Global thought leaders lay groundwork to meet growing infrastructure demands
September 29, 2015
International leaders focused on ways to help cities overcome growing demands and shrinking resources at the recent annual International Symposium for Next Generation Infrastructure, hosted by Virginia Tech's Virginia Bioinformatics Institute and the Global Forum on Urban and Regional Resilience in Washington, D.C.
“One of the most important things we accomplished here was defining resilience and how we will move forward with that in mind,” said Charles Steger, president emeritus of Virginia Tech and executive director of the Global Forum on Urban and Regional Resilience.
Resilience, in this case, is the capacity of individuals, organizations, businesses, and governments to survive, adapt, and grow despite chronic stresses and shocks, according to Andrew Salkin, chief information officer of the Rockefeller Foundation’s 100 Resilient Cities Project.
For example, demands for roadway maintenance, mass transportation, emergency response, and electrical power continue to increase. Natural and manmade disasters occur. And population continues to grow.
A report from the United Nations Department of Economic and Social Affairs indicates the current world population of 7.3 billion will reach 9.7 billion in 2050, with about 70 percent of the people living in cities.
To cope, people and technology will change, each transforming the other.
“Changing the structure of interactions changes everything, including and especially science,” said Christopher Barrett, executive director of Virginia Bioinformatics Institute, a university level institute at Virginia Tech that brings together experts in an array of fields, including network dynamics, simulation science, and social decisions and analytics.

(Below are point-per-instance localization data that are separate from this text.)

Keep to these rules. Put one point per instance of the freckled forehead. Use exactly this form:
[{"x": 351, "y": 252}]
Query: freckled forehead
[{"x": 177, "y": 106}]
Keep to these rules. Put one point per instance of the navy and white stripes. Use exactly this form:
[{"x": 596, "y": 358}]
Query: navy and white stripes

The development of a systems analysis approach toward a comprehensive national infrastructure plan is a way forward, not only for increasing resilience, but for maintaining U.S. competitiveness.

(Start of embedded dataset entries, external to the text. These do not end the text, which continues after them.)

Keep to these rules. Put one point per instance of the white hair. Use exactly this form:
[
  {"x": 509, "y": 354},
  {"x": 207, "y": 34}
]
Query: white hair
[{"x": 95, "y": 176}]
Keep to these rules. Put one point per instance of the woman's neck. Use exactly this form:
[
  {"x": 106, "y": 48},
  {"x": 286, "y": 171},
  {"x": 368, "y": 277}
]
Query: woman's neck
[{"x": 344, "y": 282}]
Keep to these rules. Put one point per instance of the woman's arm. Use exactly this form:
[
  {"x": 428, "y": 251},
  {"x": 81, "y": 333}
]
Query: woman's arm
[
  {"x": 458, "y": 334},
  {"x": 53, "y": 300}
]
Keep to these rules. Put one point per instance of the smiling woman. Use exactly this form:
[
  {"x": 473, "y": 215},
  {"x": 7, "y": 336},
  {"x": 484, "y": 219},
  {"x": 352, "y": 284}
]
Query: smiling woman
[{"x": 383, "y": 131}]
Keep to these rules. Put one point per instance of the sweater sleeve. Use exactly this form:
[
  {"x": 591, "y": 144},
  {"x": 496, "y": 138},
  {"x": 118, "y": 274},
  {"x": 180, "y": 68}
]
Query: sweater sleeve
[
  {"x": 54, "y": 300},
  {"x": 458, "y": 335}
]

“Our infrastructure is at a comparative disadvantage with the rest of the world,” said U.S. Sen. Mark Warner in his keynote address.
Speakers shared ideas to increase infrastructural resilience. For example, Guy Dixon, the founder of Networked Infrastructure National Architecture of Australia, discussed his design for a new access panel that makes use of curb space in roads to connect and protect electrical wires while capturing stormwater runoff.
“We must get out of the way and let people innovate,” said Garry Bowditch, the chief executive officer of the SMART Infrastructure Facility at the University of Wollongong.
The conference is part of a symposia series that brings together leaders from industry, government, and academia to begin a coordinated global infrastructure research program focused on long-term infrastructure and land use planning.
Virginia Tech President Emeritus Charles Steger (right) greets keynote speaker Sen. Mark Warner.